At 11:01 PM 3/8/2012, Charles Lepple wrote:

[Snip]

> EPO on the other hand is a key requirement of my next feature:  The
> ability of a UPS driver to declare that the UPS is dying of some
> critical condition and that it must be shut down in such a way that
> manual human intervention is required to restart it.  EPO is also
> intended to be triggered automatically, whereas FSD (I think) is always
> intended to be manually introduced by a human systems manager.
>
> I.e. in an ideal configuration everything should restart and reboot and
> return to operational status after "upsmon -c fsd" once mains power
> returns or if power was never actually off; whereas with "upsmon -c epo"
> then everything should power down and stay off even if mains power
> remains on and steady.

This is an interesting distinction (one that a few drivers make in their different shutdown commands, but that is not currently tied to FSD).

The reason why I advocated usurping the "FSD" status was because it is the only other status besides "OB LB" that is currently guaranteed to trigger a shutdown. I wonder if we could just use FSD with some other status option to indicate whether the driver should request a restart when the power returns.

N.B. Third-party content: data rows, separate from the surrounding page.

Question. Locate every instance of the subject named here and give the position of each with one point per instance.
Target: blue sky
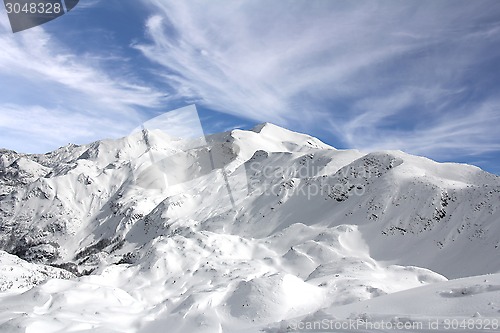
(420, 76)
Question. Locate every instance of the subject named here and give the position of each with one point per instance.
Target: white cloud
(52, 96)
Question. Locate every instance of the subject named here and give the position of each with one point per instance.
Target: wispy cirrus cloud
(413, 75)
(52, 96)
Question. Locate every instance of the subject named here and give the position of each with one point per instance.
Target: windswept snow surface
(244, 231)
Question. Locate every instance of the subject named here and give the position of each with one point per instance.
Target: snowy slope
(236, 232)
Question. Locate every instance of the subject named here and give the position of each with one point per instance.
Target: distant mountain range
(240, 231)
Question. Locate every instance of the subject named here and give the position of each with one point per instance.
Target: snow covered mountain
(244, 230)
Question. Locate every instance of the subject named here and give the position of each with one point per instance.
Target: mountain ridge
(227, 219)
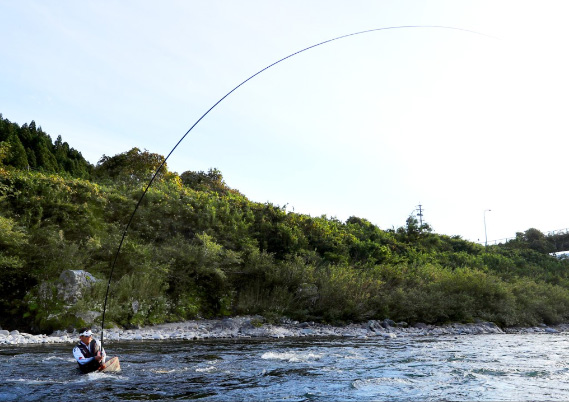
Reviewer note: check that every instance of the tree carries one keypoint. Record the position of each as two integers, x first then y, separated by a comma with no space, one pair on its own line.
16,155
134,166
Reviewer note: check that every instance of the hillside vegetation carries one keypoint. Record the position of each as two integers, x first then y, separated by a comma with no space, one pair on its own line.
197,248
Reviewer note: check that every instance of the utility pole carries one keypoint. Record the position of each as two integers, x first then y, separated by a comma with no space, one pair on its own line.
485,235
420,215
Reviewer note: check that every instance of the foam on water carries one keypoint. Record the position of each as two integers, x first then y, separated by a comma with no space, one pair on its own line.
291,356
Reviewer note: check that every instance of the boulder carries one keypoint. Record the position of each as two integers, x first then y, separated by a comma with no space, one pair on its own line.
73,283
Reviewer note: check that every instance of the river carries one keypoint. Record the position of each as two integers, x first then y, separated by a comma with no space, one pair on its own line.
506,367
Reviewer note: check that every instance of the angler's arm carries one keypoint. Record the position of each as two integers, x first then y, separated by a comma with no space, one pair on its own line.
79,356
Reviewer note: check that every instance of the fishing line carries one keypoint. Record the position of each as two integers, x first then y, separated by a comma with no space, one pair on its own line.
221,100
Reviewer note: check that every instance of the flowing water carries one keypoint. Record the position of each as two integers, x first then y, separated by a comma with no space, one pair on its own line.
465,368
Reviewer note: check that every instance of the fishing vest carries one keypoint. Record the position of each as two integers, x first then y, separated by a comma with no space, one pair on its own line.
90,351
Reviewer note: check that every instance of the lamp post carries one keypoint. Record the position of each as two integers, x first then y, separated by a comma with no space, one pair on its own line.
485,235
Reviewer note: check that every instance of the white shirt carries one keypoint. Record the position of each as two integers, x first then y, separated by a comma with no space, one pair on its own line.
84,360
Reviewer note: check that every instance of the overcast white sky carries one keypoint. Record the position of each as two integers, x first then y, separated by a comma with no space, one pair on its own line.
372,125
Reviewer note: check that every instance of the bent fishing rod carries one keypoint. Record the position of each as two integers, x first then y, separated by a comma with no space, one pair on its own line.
221,100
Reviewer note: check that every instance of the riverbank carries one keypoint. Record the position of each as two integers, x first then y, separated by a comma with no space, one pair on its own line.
256,327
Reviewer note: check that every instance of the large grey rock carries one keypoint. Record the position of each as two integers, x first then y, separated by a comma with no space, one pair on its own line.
73,283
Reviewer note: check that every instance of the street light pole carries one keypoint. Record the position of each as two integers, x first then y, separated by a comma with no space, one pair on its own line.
485,235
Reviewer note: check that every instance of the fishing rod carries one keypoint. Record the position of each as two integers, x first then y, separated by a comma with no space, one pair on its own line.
221,100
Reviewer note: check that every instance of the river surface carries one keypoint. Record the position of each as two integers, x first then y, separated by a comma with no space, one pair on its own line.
458,368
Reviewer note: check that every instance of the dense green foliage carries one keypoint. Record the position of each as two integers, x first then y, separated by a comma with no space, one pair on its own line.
28,147
199,248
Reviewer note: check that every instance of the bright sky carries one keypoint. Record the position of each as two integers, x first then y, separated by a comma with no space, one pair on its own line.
372,125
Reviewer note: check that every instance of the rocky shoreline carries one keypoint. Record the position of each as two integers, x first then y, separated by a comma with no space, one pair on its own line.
256,327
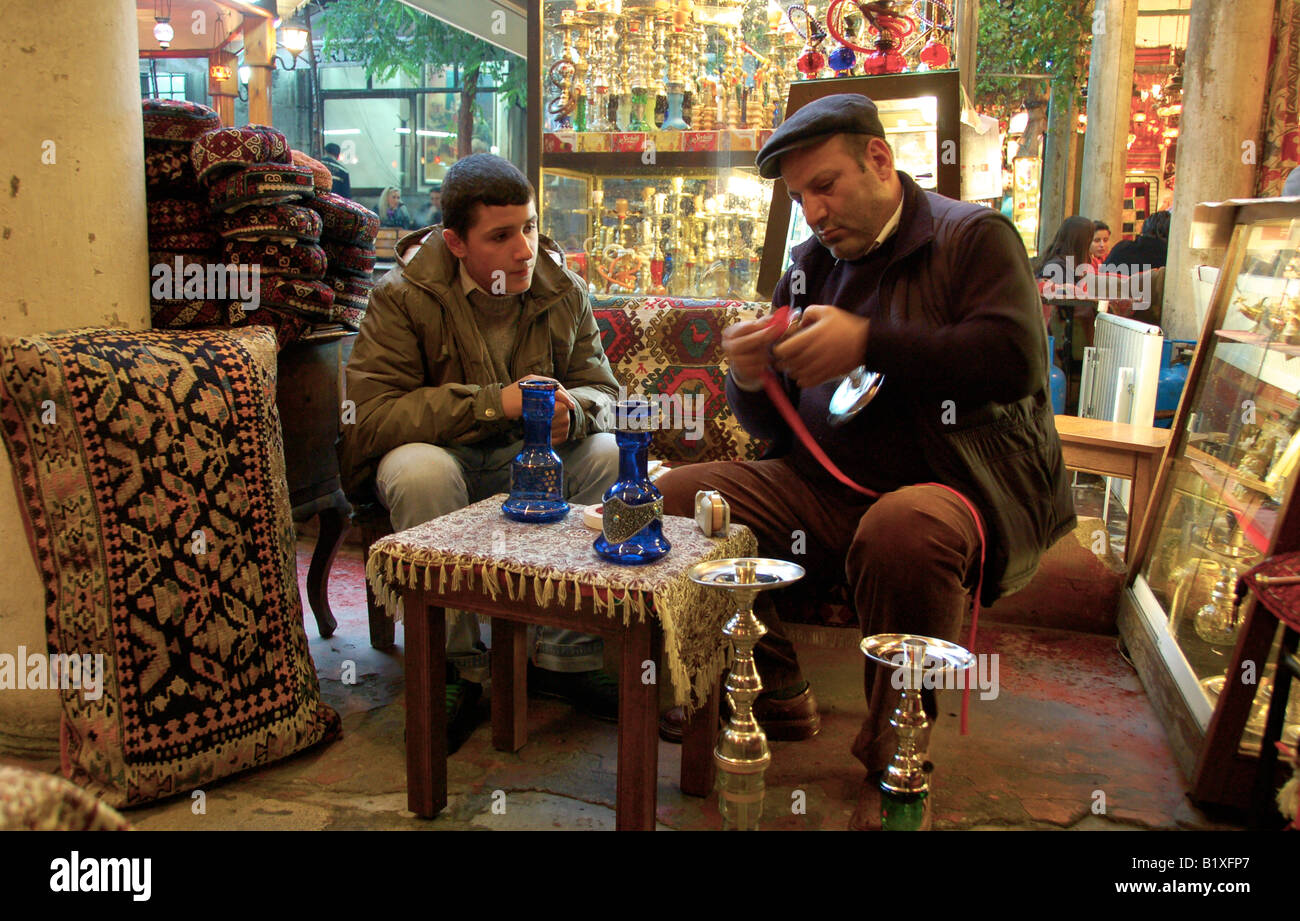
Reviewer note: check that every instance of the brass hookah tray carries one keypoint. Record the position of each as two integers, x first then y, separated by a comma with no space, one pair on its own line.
940,654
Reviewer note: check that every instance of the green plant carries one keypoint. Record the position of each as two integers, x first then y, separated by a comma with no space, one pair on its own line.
1031,37
386,37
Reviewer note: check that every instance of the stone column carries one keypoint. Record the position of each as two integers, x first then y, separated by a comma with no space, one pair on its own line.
1225,78
967,43
259,51
1110,85
73,250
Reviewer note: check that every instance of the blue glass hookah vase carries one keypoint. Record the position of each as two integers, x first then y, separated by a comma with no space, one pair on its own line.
537,472
632,522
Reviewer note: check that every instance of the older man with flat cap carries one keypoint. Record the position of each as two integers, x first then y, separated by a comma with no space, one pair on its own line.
957,452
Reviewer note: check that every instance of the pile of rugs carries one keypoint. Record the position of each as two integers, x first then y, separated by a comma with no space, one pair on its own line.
245,230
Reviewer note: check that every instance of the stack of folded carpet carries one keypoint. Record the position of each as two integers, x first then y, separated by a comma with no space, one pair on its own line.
349,240
180,232
256,194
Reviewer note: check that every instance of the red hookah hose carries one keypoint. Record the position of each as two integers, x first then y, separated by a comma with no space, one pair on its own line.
776,393
895,25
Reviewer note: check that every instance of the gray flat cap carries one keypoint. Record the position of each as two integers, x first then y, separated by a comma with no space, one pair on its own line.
841,113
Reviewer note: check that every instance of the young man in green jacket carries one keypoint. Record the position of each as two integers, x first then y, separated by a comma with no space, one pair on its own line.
472,308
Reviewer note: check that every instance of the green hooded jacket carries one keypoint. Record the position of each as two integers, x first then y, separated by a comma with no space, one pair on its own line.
420,371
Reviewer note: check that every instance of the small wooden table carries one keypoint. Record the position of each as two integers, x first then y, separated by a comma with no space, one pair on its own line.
1116,449
476,560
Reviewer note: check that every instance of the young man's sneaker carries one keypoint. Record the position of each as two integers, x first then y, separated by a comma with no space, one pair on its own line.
785,714
593,692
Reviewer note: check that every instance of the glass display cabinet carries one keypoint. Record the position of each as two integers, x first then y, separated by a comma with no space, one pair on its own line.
1223,501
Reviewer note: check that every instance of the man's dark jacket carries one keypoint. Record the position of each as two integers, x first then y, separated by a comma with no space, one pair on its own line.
960,329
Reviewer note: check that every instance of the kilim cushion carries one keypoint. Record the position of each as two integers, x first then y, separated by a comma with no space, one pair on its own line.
349,259
177,120
351,298
35,801
310,298
226,148
304,260
183,241
287,325
151,472
264,184
346,221
176,215
285,223
674,354
321,177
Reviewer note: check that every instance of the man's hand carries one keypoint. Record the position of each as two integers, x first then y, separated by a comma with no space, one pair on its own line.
748,347
512,403
830,344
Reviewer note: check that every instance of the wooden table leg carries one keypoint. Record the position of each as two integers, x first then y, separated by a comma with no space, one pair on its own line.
508,684
427,710
1139,494
698,738
638,734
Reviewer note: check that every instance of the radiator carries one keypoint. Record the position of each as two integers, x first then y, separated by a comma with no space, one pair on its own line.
1121,371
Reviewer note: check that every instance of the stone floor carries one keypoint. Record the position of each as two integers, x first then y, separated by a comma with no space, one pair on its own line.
1070,742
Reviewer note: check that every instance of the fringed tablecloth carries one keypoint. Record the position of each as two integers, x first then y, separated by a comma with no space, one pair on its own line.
477,548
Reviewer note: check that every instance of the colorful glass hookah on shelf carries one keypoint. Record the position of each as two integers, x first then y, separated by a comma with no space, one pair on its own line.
889,27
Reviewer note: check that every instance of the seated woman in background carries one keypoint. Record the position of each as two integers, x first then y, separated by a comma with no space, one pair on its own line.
1100,242
391,212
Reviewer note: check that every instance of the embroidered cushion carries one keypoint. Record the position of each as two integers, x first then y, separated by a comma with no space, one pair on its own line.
151,474
282,223
303,260
263,184
177,120
349,259
321,177
34,801
351,298
313,299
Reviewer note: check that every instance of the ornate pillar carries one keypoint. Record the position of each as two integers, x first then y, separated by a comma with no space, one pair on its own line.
1110,85
73,250
1220,143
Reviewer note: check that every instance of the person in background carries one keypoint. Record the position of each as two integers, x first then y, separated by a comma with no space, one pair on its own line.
1100,242
939,297
391,212
342,181
430,213
1149,250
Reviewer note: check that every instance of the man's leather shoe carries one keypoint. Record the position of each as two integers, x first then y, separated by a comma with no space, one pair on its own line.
783,720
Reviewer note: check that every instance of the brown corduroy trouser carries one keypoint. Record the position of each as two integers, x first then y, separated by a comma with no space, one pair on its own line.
910,560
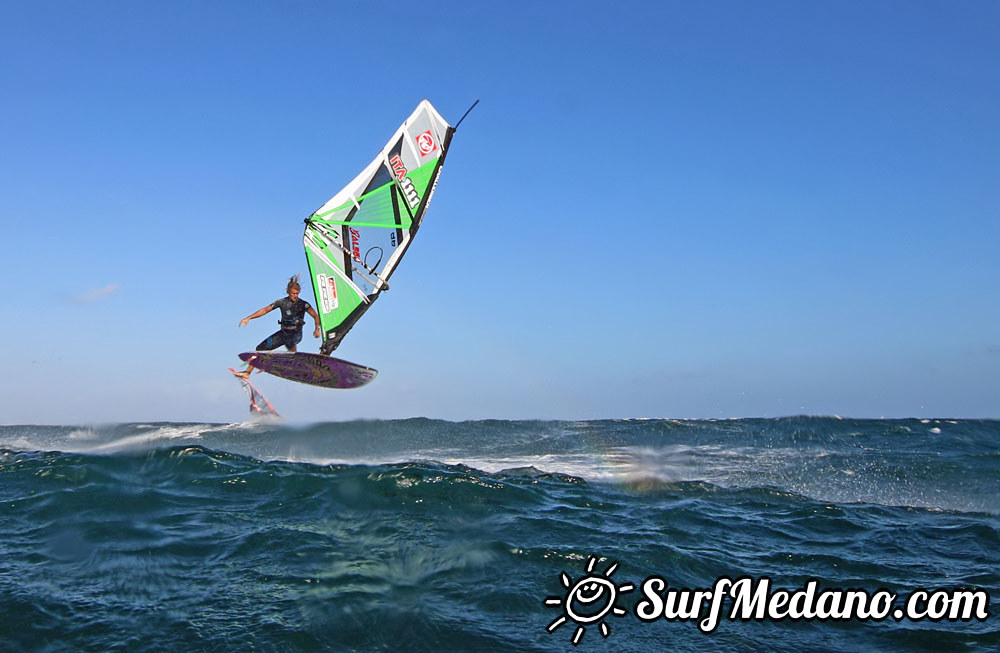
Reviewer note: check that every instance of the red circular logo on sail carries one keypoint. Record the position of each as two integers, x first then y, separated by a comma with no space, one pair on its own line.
425,143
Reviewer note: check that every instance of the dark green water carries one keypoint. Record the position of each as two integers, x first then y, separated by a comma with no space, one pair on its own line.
428,535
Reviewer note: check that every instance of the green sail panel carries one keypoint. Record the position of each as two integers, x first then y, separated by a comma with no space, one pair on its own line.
355,241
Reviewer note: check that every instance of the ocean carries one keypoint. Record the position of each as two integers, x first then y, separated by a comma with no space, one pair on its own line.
496,535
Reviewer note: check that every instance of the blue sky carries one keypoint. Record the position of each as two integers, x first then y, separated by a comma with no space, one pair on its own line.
658,209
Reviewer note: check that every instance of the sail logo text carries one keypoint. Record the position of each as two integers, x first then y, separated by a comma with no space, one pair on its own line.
356,244
425,143
327,292
412,198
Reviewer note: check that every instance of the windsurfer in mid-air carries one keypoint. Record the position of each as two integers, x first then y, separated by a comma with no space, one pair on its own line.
292,311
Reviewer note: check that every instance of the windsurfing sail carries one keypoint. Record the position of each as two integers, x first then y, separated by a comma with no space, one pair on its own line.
258,404
355,240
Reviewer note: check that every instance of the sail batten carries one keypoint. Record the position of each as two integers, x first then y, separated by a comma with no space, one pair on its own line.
355,241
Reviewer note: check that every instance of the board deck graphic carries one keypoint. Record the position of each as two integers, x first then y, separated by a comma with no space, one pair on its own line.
311,369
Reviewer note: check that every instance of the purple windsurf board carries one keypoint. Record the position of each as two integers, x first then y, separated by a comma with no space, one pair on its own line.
313,369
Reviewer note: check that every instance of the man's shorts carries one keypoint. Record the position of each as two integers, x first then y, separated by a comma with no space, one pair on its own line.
289,338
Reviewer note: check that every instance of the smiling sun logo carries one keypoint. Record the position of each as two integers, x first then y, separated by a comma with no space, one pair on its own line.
588,600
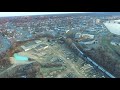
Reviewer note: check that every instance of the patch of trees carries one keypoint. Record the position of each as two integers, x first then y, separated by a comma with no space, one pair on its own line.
106,60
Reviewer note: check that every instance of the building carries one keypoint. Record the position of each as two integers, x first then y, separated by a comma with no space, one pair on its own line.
78,35
87,42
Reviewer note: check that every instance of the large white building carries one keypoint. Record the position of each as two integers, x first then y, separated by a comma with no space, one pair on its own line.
113,26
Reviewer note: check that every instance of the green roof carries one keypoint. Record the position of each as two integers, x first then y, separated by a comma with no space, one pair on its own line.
20,58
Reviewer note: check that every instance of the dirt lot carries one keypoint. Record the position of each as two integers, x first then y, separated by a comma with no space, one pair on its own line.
68,64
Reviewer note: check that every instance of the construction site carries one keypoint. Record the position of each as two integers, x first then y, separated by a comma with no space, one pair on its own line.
58,47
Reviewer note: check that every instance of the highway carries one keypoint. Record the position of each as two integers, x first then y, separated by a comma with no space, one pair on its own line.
85,57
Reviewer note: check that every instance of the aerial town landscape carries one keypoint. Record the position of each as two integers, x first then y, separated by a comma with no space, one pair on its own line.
60,46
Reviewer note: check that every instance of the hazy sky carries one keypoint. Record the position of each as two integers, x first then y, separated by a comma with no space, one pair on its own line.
6,14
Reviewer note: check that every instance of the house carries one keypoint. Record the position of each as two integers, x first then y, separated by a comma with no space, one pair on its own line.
115,42
87,42
78,35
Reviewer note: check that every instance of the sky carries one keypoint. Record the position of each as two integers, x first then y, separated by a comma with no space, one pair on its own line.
7,14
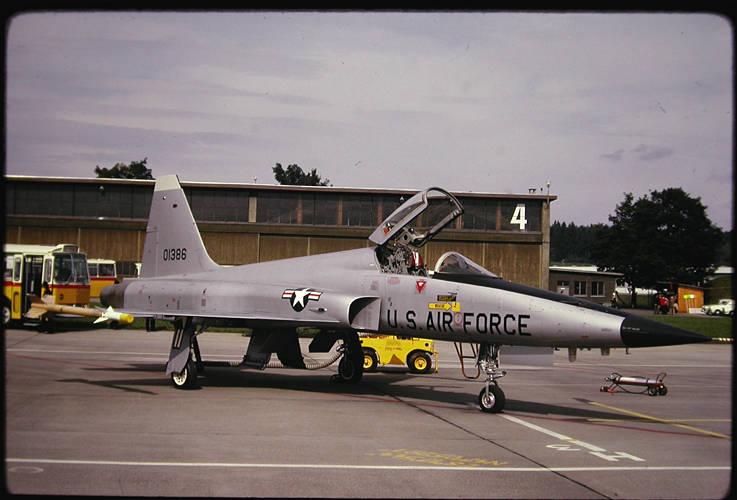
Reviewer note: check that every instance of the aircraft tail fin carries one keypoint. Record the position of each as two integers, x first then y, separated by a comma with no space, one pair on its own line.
173,243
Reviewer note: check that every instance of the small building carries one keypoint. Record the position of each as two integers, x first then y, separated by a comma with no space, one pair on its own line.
585,282
690,297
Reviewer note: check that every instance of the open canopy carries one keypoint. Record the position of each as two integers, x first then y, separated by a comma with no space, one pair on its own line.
418,219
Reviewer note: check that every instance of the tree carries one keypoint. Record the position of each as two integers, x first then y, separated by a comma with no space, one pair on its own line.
295,176
135,170
664,237
570,244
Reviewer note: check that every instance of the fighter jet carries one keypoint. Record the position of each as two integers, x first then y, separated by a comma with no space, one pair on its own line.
381,288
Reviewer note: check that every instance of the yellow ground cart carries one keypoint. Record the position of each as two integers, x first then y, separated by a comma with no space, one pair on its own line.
103,273
419,355
56,275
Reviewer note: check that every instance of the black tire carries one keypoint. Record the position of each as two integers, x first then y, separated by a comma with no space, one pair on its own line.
187,378
493,402
45,324
350,368
370,361
419,362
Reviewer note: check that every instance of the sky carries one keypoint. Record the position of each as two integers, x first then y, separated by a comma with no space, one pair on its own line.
596,104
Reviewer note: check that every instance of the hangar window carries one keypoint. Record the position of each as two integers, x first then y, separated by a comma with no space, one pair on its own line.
277,208
35,198
326,209
479,214
219,205
102,200
358,211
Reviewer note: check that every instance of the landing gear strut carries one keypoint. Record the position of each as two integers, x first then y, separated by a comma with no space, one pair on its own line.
350,367
491,398
184,356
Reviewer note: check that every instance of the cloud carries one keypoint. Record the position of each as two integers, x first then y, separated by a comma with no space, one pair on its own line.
652,153
614,156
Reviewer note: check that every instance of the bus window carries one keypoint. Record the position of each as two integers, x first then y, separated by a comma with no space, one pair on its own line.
46,276
62,268
79,269
17,268
107,270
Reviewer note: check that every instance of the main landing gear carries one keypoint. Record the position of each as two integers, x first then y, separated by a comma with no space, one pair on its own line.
491,398
184,357
350,367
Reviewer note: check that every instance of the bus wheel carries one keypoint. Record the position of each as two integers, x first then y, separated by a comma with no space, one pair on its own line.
44,325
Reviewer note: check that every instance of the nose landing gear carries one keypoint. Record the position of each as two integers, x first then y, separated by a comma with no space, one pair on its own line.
491,398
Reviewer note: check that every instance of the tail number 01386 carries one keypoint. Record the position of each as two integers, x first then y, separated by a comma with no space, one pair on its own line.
175,254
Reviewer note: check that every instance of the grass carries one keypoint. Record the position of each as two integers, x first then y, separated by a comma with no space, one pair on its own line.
715,327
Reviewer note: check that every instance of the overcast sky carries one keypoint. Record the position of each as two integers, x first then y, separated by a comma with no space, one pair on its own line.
597,104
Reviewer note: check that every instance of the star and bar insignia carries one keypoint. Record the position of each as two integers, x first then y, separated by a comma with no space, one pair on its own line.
298,297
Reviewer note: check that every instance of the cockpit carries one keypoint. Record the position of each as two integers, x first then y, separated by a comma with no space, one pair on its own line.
401,236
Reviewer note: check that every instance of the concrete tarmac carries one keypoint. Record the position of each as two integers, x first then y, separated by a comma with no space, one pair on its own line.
92,413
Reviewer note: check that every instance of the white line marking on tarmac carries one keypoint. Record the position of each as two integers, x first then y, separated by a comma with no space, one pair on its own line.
366,467
554,434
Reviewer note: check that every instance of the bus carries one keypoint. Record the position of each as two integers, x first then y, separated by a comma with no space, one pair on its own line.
103,272
54,274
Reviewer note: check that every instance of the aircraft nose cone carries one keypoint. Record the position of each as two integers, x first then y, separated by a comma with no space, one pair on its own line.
641,332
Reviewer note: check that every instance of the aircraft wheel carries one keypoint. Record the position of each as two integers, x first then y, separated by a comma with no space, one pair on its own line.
370,362
187,379
350,370
494,401
420,362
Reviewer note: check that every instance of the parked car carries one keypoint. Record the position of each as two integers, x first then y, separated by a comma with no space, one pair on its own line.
724,307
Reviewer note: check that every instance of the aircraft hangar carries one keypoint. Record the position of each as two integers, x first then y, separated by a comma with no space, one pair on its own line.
241,223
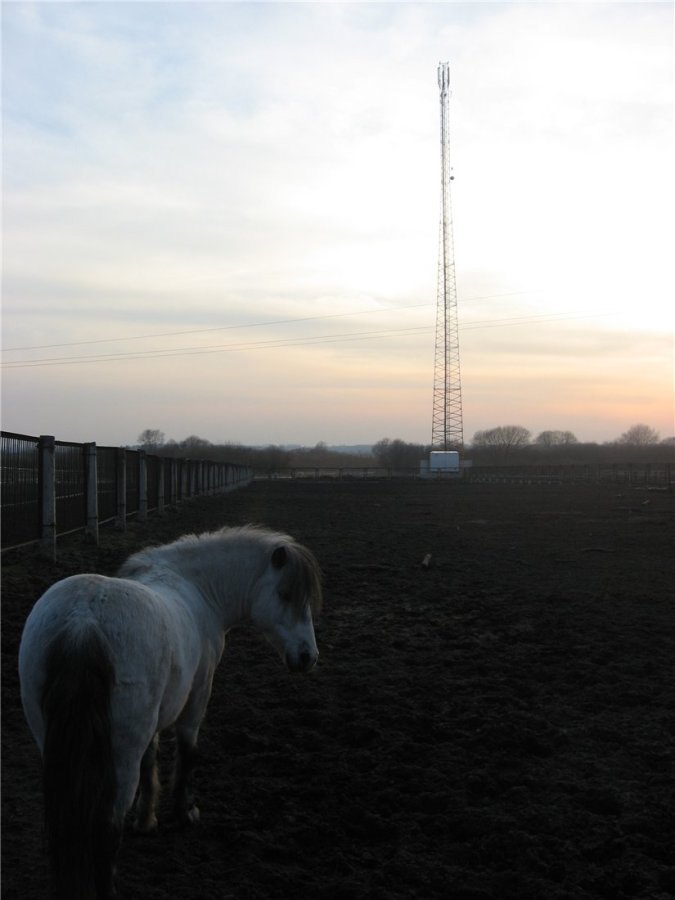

I've CC'd Bill Elliot to get his thoughts on the use cases that led to suggesting the external shutdown trigger - it might dovetail with this.

> For example I would have used "FSD" to shut down in power blackouts
> where I knew the power could not return before the batteries ran low,
> and thus I would have conserved battery charge for the inevitable short
> hiccups that occur after a long blackout, but still been able to enjoy
> automatic restart after the blackout in case power returns while I'm
> sleeping, etc.
>

Just my .02. The action the UPS takes when power is restored is (should be?) independent of the use of "FSD". The driver can configure the UPS to do what is required for the given environmental information before issuing "FSD". This would be similar to the difference between the "shutdown.return" and "shutdown.stayoff" commands...but driven by driver logic.

The reason that I brought the use of "FSD" up initially was that the UPS I was working with had multiple communication channels to it and the channel that NUT was not using could initiate a UPS shutdown. In that case the driver could see that a shutdown timer was active and issue the "FSD" so the computers being powered by the UPS could do a graceful shutdown.